After all, you want to lose weight, but remain healthy, and just as importantly you want to get out of the cycle of yo-yo dieting, which is what typically causes us to put on weight, once we have hit our goals, and come off the diet.

Research has shown that the optimum calorie deficit, for people who want to lose weight safely and healthily, is to have a calorie deficit of about 500 calories per day. The theory behind this is that if your calorie intake deficit is any more than 500 calories, your body will start to burn lean muscle, as well as fat. This is bad news, as lean muscle is responsible for helping to burn additional calories.

To try and give you some perspective, a pound of fat contains approximately 3500 calories. With some consistent physical activity If you can maintain a 500 calorie deficit every day for a week, you would lose a pound of fat.

Sticking With Your Expenditure Strategy

The most important thing with any long term goal is to set yourself a plan, and have small targets along the way. If you stuck to your plan, in five years, you would be debt free. The benefit of this type of thinking is that you can see and enjoy the quick wins, which help maintain your motivation.
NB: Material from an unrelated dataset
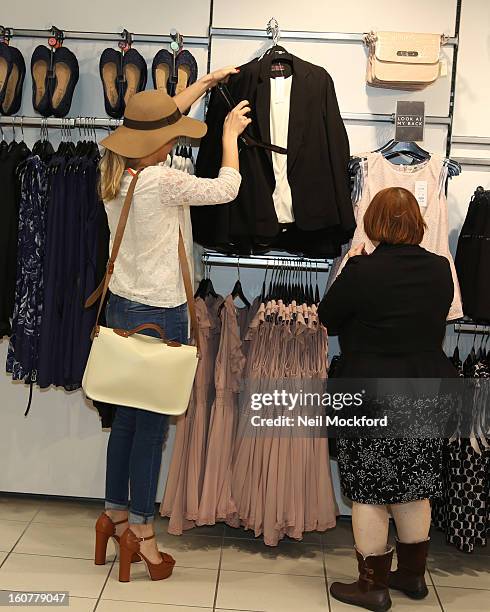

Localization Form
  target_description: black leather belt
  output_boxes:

By applying the same type of strategy to your weight loss goals, you are much more likely to succeed, and in the process, you will end up creating positive, healthy habits, which will then ensure the long term success both for your weight loss and health.

Read any magazine or newspaper article, and you will learn about the next fad or wonder diet, but it is essential to focus on one type of diet and see if it delivers results. By working out your Total Daily Expenditure, you are setting aside emotion and numerous other human factors, and using irrefutable science to help you to lose weight.

Stop looking for quick and easy options, whatever you might read online; these will not deliver long-term sustainable results.

Work out your Total Daily Expenditure, and then focus all of your energy daily on beating your TDEE by 500 calories. If you are focused and stick to the system, you will see the benefits, which in turn will then inspire you to continue. Whether you liked math in school or not, the numbers do not lie. Working out your Total Daily Expenditure is the first and most important step towards finally shedding your excess weight, permanently.